Methods: Six porcine forelimbs and seven human upper extremities undergoing NEVLP for over 24 hours were included. Limb muscle biopsies were collected at times 0, 6, 12, 24 hours of NEVLP or cold storage. Perturbations in the metabolomic signature of the limbs during NEVLP were determined via liquid chromatography–mass spectrometry (LC-MS)-based metabolomics. The LC-MS was operated in positive and negative electrospray ionization modes, scanning over a mass range of 50-750 Da at 120,000 resolution in full MS mode. The XCMS-extracted peak-table was evaluated using MetaboLyzer. The tandem MS spectra in this study were used for ion identification in Compound Discoverer 2.1 (Thermo) using the mzCloud spectral library.
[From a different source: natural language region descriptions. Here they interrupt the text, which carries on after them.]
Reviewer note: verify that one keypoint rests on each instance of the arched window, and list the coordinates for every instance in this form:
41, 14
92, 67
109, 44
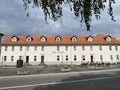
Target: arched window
43, 39
90, 38
108, 38
14, 39
74, 39
28, 39
58, 39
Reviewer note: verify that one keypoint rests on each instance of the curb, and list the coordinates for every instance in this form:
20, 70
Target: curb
59, 74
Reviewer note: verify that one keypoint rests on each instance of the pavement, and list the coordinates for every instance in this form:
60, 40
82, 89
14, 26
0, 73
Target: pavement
11, 72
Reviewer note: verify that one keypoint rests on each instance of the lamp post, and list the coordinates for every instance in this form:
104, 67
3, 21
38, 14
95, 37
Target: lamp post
0, 45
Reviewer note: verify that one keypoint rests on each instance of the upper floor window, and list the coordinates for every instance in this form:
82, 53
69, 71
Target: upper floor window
14, 39
43, 39
6, 48
90, 38
83, 48
58, 48
58, 57
58, 39
29, 39
116, 48
20, 48
75, 57
66, 47
108, 38
100, 48
91, 48
35, 58
12, 48
35, 48
74, 39
110, 48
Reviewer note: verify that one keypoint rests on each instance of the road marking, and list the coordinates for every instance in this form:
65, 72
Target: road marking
53, 83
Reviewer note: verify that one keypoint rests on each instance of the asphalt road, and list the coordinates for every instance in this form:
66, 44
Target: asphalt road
103, 81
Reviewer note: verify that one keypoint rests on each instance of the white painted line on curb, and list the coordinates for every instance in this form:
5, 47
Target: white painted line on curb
53, 83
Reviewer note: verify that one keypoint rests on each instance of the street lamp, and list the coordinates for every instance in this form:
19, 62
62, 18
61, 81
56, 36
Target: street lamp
0, 44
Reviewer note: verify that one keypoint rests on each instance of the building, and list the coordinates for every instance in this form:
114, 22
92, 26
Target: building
54, 50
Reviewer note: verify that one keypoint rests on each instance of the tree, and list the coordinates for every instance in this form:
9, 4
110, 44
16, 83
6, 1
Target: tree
84, 9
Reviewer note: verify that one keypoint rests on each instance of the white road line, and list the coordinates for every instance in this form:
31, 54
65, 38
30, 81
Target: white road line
53, 83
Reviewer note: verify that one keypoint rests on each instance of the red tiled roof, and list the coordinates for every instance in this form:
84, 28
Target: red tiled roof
98, 39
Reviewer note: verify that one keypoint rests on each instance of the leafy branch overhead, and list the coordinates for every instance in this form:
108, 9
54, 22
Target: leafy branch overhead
81, 8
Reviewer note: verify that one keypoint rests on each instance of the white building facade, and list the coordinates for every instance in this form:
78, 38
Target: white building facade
57, 50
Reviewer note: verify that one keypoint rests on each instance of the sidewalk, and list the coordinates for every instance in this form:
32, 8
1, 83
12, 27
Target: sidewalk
47, 70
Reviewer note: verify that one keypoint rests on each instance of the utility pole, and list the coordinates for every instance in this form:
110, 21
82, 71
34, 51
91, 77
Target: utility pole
0, 45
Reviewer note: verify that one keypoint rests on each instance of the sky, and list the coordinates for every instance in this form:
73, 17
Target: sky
14, 21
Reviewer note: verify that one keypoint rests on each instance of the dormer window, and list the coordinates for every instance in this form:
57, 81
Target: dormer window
90, 38
58, 39
43, 39
29, 39
14, 39
108, 38
74, 39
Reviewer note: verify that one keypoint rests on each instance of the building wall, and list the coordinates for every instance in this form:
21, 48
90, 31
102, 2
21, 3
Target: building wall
50, 54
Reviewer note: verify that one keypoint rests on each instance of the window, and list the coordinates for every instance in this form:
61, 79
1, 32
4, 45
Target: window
35, 58
35, 48
83, 48
83, 57
14, 39
116, 48
90, 39
27, 48
117, 57
108, 39
66, 48
58, 57
58, 39
20, 48
5, 48
111, 57
43, 39
91, 48
74, 48
58, 48
75, 57
74, 39
110, 48
12, 58
100, 48
5, 58
12, 48
29, 39
66, 57
20, 57
42, 48
101, 58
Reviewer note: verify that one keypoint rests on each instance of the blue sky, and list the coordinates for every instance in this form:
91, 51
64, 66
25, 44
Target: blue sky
13, 21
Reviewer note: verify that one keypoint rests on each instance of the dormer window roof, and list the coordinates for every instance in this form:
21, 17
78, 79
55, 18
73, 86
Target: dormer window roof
43, 39
28, 38
14, 39
108, 38
58, 39
90, 38
74, 39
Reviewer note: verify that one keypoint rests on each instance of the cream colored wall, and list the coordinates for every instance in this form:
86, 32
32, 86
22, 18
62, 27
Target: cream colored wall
50, 54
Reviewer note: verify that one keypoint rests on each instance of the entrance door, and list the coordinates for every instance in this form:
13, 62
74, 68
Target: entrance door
27, 59
42, 59
91, 57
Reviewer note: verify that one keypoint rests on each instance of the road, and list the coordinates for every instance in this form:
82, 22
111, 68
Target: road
103, 81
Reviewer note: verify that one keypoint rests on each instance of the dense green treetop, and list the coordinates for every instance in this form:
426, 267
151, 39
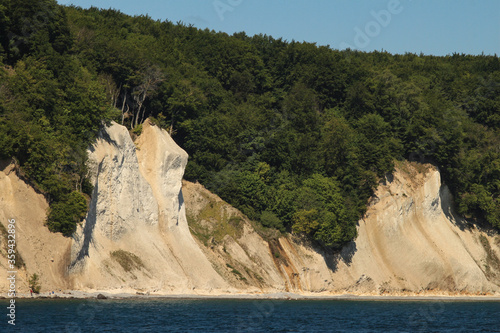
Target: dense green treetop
295, 135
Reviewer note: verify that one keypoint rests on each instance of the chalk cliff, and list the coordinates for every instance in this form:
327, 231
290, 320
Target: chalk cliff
148, 231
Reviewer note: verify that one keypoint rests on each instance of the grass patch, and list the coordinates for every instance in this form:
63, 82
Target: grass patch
236, 272
220, 222
492, 261
127, 260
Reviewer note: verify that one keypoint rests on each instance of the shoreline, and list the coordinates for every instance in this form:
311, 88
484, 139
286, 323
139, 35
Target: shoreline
280, 296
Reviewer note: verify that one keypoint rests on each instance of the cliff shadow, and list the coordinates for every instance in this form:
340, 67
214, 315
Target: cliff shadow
88, 229
448, 208
334, 257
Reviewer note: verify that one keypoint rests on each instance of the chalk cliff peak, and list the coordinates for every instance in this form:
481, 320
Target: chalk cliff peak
149, 231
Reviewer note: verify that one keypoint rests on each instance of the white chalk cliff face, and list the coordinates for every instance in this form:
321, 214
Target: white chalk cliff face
136, 237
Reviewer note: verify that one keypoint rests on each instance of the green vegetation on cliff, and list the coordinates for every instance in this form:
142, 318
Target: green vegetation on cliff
295, 135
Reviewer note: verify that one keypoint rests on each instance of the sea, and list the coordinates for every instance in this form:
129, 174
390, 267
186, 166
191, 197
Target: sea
229, 315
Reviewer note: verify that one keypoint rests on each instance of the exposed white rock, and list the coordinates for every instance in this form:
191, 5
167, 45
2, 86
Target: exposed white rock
136, 236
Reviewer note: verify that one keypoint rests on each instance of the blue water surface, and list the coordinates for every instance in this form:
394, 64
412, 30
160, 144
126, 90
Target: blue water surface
177, 315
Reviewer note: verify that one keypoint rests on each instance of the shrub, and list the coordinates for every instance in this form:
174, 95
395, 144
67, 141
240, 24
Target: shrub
66, 214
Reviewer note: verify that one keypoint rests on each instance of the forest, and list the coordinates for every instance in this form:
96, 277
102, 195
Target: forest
295, 135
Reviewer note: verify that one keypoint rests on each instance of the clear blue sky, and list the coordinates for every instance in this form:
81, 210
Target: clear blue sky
436, 27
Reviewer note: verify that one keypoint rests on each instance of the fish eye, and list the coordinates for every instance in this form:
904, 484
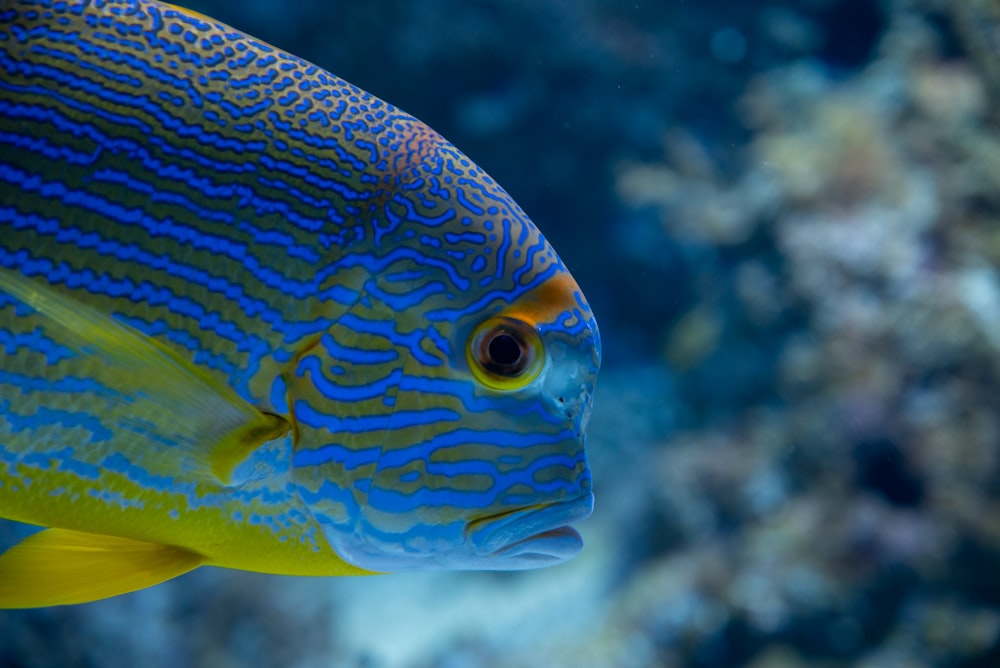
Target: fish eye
505, 353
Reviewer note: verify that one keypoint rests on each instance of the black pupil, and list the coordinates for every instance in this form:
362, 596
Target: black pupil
504, 350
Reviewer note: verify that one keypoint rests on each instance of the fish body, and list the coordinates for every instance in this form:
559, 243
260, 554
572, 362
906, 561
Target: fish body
252, 316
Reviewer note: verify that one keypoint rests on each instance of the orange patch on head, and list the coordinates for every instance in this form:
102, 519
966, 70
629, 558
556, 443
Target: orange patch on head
556, 295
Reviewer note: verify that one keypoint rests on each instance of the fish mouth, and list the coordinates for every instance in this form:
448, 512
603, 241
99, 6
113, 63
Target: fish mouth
534, 536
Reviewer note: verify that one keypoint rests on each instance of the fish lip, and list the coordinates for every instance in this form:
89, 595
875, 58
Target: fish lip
536, 535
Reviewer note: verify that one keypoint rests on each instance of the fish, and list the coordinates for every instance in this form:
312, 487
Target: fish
254, 317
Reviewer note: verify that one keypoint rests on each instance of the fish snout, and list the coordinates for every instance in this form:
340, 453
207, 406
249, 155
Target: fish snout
530, 537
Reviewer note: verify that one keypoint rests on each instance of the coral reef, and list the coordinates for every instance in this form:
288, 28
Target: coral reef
785, 214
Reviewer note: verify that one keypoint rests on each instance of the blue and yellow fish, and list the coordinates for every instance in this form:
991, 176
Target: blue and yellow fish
253, 317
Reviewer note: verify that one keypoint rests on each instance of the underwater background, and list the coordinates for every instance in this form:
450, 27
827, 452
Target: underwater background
784, 213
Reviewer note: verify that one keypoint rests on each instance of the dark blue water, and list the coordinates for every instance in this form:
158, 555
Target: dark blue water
785, 216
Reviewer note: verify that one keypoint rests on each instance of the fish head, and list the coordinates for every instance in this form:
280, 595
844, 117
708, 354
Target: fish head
474, 354
498, 474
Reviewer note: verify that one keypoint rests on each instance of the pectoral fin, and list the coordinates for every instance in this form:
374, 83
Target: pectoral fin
169, 415
61, 567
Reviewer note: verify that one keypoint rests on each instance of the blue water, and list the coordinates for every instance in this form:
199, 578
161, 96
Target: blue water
783, 214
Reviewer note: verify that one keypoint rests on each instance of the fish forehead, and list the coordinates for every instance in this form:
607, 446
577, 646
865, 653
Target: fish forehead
232, 198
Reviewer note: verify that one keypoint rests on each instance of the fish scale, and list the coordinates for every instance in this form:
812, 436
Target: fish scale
237, 301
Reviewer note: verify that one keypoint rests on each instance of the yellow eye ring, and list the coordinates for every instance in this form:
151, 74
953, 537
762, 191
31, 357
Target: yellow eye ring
505, 354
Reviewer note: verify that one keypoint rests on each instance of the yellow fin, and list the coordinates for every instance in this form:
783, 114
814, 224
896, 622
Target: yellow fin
214, 426
61, 567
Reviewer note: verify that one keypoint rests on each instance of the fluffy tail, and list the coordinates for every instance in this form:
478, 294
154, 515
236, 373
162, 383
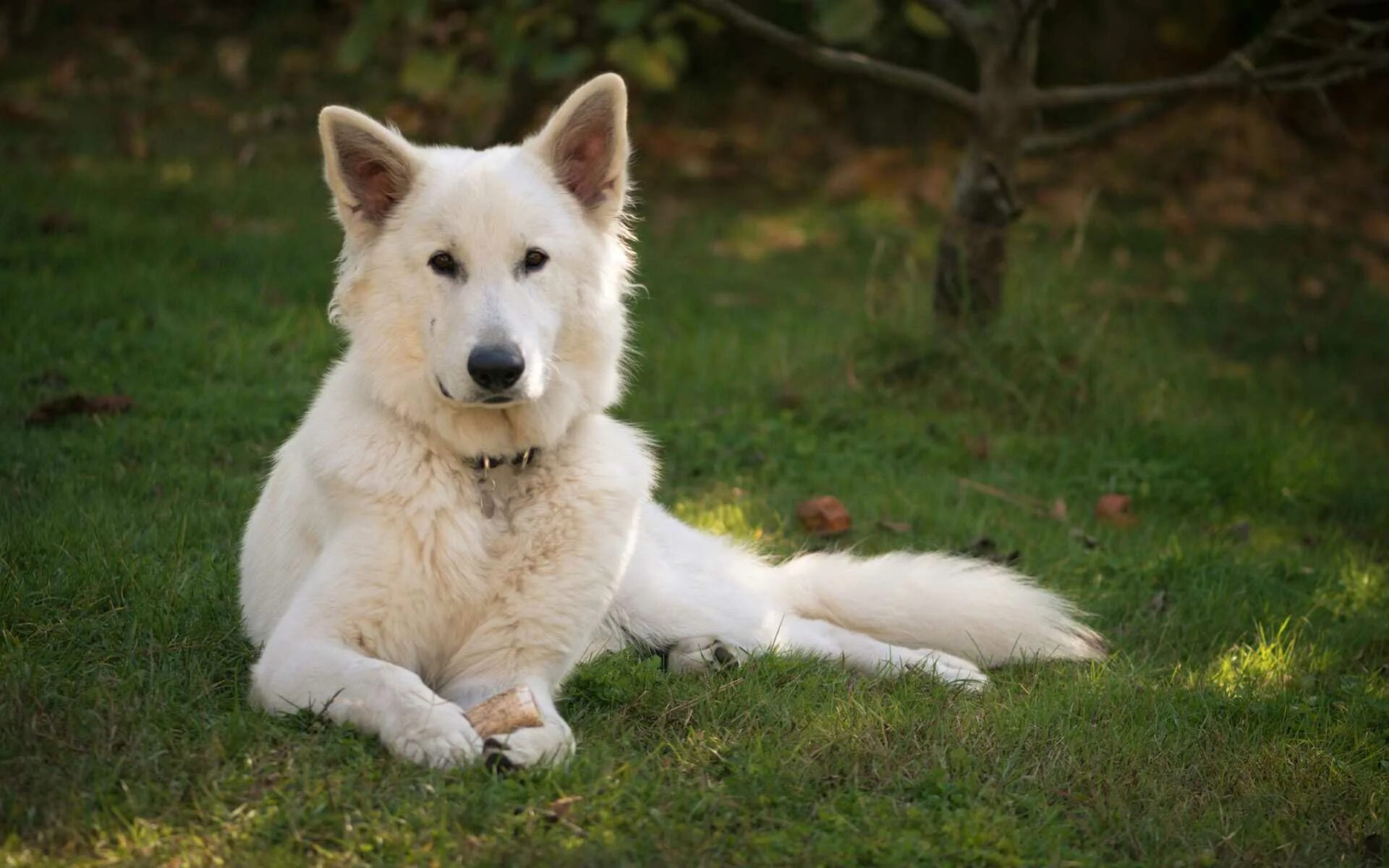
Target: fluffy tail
966, 608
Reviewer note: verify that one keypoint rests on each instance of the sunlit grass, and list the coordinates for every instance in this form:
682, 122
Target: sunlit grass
1274, 660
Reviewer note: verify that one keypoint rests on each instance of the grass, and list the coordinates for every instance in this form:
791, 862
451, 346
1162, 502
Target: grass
1242, 720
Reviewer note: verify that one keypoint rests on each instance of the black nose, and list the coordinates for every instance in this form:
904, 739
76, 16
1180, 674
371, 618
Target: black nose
496, 367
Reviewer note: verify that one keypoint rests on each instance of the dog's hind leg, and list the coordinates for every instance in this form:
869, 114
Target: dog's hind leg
867, 655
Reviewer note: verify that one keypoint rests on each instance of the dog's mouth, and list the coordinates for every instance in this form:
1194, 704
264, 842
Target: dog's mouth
490, 401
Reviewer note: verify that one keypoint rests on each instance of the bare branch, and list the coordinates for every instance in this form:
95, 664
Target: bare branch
1096, 131
844, 61
1341, 61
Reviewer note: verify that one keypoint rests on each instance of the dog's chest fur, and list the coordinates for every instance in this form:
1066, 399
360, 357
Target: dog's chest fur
467, 584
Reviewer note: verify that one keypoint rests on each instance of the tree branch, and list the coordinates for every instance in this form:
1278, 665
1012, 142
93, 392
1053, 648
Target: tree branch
1236, 69
846, 61
1096, 131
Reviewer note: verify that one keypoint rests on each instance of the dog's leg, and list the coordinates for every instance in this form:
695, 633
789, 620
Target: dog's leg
307, 661
305, 671
868, 655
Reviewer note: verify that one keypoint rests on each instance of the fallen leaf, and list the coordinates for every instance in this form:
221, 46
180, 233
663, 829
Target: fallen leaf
78, 403
51, 378
824, 516
985, 549
1312, 288
1116, 510
1159, 603
60, 223
1085, 539
560, 807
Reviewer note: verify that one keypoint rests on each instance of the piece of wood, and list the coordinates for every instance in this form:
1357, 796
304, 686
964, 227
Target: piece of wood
504, 712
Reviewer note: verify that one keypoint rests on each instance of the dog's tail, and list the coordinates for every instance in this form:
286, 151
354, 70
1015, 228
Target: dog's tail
961, 606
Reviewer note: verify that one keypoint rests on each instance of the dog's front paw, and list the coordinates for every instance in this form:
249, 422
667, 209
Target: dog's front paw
702, 653
441, 739
548, 745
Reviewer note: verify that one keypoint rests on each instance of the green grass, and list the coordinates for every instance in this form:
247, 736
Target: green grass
1242, 720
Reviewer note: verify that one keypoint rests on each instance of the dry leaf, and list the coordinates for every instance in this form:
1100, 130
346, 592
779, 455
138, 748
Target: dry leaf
560, 807
1116, 510
78, 403
824, 516
1312, 288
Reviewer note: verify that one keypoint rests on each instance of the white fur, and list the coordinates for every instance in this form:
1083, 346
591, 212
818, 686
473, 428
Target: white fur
383, 593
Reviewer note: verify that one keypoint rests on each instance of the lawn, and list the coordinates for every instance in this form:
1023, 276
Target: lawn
1244, 717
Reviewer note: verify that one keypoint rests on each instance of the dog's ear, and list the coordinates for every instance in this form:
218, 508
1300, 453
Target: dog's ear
368, 167
585, 145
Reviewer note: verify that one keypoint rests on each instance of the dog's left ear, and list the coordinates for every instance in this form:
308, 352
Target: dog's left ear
585, 145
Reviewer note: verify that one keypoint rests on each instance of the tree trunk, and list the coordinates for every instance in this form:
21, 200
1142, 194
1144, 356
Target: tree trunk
972, 253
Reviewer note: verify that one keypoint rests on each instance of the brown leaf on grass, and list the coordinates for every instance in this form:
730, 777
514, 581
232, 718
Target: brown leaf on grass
1375, 226
1312, 288
60, 223
1374, 265
1116, 510
78, 403
560, 807
824, 516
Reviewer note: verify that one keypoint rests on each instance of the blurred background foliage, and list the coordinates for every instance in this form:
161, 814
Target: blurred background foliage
714, 113
478, 71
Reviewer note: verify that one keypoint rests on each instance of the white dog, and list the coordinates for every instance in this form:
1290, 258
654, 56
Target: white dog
456, 516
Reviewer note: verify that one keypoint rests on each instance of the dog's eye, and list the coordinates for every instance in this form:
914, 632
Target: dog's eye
443, 264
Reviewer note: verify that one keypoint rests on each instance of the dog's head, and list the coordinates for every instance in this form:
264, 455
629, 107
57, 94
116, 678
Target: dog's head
483, 291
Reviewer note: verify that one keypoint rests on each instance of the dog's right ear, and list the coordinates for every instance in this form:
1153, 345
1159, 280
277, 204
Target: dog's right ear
368, 169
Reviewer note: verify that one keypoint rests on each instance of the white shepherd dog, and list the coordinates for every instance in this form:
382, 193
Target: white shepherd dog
457, 516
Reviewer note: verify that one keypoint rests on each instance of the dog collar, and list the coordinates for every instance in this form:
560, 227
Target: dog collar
521, 460
488, 485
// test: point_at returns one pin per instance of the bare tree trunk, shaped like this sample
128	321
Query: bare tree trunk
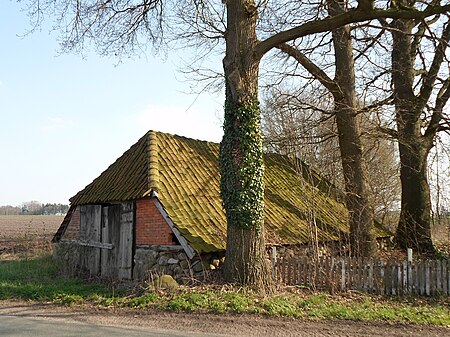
241	152
362	236
414	228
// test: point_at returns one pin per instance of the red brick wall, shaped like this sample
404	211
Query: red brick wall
151	228
73	229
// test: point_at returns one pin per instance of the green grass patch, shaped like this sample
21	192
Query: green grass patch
38	279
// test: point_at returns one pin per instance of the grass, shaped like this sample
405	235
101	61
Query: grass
37	279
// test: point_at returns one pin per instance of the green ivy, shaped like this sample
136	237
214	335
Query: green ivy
242	167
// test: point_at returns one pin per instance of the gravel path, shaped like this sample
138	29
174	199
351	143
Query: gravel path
226	325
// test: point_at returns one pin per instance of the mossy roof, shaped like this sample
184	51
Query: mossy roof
185	174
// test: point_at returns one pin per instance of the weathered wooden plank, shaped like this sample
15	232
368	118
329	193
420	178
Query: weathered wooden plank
439	287
343	279
187	248
445	278
90	231
95	244
125	253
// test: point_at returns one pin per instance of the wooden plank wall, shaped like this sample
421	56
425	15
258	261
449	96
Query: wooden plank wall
125	253
90	231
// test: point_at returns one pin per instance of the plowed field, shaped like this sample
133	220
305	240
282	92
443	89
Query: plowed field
26	234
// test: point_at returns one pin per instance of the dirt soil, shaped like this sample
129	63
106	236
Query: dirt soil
25	235
227	325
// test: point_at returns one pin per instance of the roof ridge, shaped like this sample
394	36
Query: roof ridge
152	161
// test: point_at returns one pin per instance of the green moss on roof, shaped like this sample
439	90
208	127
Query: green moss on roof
185	173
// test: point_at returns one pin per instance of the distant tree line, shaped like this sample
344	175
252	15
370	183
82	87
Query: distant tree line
34	208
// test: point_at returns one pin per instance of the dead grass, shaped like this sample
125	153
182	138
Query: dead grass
23	236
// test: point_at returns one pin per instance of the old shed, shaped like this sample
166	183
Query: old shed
157	209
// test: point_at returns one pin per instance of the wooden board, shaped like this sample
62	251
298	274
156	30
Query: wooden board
125	249
90	231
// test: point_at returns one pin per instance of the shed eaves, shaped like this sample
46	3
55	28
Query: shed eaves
185	173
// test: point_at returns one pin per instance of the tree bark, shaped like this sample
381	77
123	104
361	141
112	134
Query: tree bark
362	236
414	228
241	152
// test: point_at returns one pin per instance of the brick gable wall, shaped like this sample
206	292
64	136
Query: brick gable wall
151	228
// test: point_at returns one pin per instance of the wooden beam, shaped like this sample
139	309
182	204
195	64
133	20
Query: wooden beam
190	252
95	244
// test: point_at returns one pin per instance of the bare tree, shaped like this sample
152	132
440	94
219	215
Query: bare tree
122	26
421	90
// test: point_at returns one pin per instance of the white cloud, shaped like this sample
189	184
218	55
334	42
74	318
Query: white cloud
55	123
177	120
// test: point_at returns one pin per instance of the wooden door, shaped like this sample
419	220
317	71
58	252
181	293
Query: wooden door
90	233
110	241
126	241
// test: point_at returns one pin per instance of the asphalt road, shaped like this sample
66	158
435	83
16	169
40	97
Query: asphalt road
16	326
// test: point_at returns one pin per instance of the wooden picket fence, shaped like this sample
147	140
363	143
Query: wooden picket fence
430	277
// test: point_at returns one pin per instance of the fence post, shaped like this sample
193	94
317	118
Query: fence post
273	259
409	271
343	274
427	278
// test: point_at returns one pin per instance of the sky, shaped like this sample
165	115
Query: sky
65	118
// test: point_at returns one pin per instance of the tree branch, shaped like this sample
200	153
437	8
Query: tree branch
311	67
430	77
351	16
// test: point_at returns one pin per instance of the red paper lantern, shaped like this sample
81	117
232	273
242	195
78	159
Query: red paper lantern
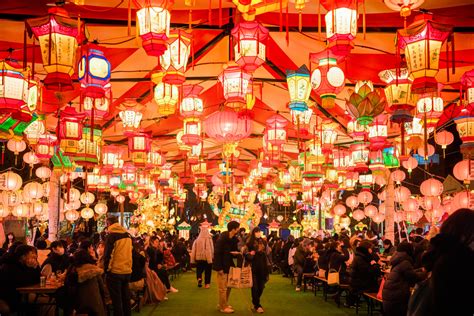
70	124
175	59
235	83
57	35
227	127
328	79
250	45
422	42
153	19
341	24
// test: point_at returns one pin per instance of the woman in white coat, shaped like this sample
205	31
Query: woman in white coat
202	254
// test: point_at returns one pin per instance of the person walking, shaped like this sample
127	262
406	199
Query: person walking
118	266
256	252
226	248
201	254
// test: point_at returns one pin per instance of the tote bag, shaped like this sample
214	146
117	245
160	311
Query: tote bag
240	278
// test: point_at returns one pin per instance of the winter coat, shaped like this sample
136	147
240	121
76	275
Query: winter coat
86	288
203	247
14	274
118	250
364	275
402	276
222	256
300	256
57	262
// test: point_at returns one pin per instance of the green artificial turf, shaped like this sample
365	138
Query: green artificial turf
279	298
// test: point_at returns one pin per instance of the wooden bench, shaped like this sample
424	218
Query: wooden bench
372	302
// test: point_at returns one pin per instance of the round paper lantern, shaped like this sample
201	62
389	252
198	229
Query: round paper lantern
227	127
72	215
358	215
87	213
410	164
153	22
339	209
431	187
444	138
43	173
33	190
4	211
398	176
250	39
402	194
352	201
87	198
462	171
370	211
16	146
328	79
410	205
10	181
378	218
21	210
101	208
364	197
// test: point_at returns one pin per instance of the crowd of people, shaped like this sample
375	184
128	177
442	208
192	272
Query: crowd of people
423	273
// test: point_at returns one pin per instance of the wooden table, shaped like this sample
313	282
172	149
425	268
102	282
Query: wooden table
49	290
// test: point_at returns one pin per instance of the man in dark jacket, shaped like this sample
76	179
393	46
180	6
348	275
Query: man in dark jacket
57	258
224	251
364	271
118	266
22	269
396	290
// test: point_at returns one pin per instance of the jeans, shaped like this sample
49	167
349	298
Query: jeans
119	293
299	269
258	284
203	266
164	277
222	289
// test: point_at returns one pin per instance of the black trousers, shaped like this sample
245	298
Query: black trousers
257	289
119	293
203	266
164	277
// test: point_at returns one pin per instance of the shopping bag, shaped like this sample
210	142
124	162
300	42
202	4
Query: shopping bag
333	277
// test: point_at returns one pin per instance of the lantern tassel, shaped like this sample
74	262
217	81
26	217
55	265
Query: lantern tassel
129	21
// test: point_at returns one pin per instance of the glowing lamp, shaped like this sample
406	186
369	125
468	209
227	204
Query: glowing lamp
175	59
328	79
166	96
46	146
341	24
276	130
57	35
398	94
93	72
235	83
13	90
250	45
153	18
70	124
299	88
227	127
191	105
131	116
422	42
192	131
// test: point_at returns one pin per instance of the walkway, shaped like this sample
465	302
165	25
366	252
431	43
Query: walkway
279	298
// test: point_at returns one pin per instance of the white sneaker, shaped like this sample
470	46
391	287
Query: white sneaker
227	310
173	290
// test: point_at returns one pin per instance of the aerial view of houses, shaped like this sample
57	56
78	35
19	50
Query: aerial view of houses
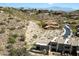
39	29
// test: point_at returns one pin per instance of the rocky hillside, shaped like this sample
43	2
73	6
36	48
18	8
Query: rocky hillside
21	28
Results: 39 ions and 58 ions with a putative ID at time point (TP) 24h were identified to be perturbed between the experimental and control groups in porcine forelimbs and human upper limbs respectively. Taurine and tryptophan were found to be the only common metabolites validated between human and porcine limbs at 24 hours. Common pathways at TP 24h included phenylalanine, tyrosine, and tryptophan biosynthesis, tryptophan degradation, and neuroactive ligand-receptor interaction.
Conclusions: Taurine and tryptophan could be indicative of muscle tissue breakdown and increased acidosis at TP 24h. The metabolomic profile of perfused muscles can be a new diagnostic tool to determine the effectiveness of long-term perfusion and to identify early biomarkers of muscle tissue degradation.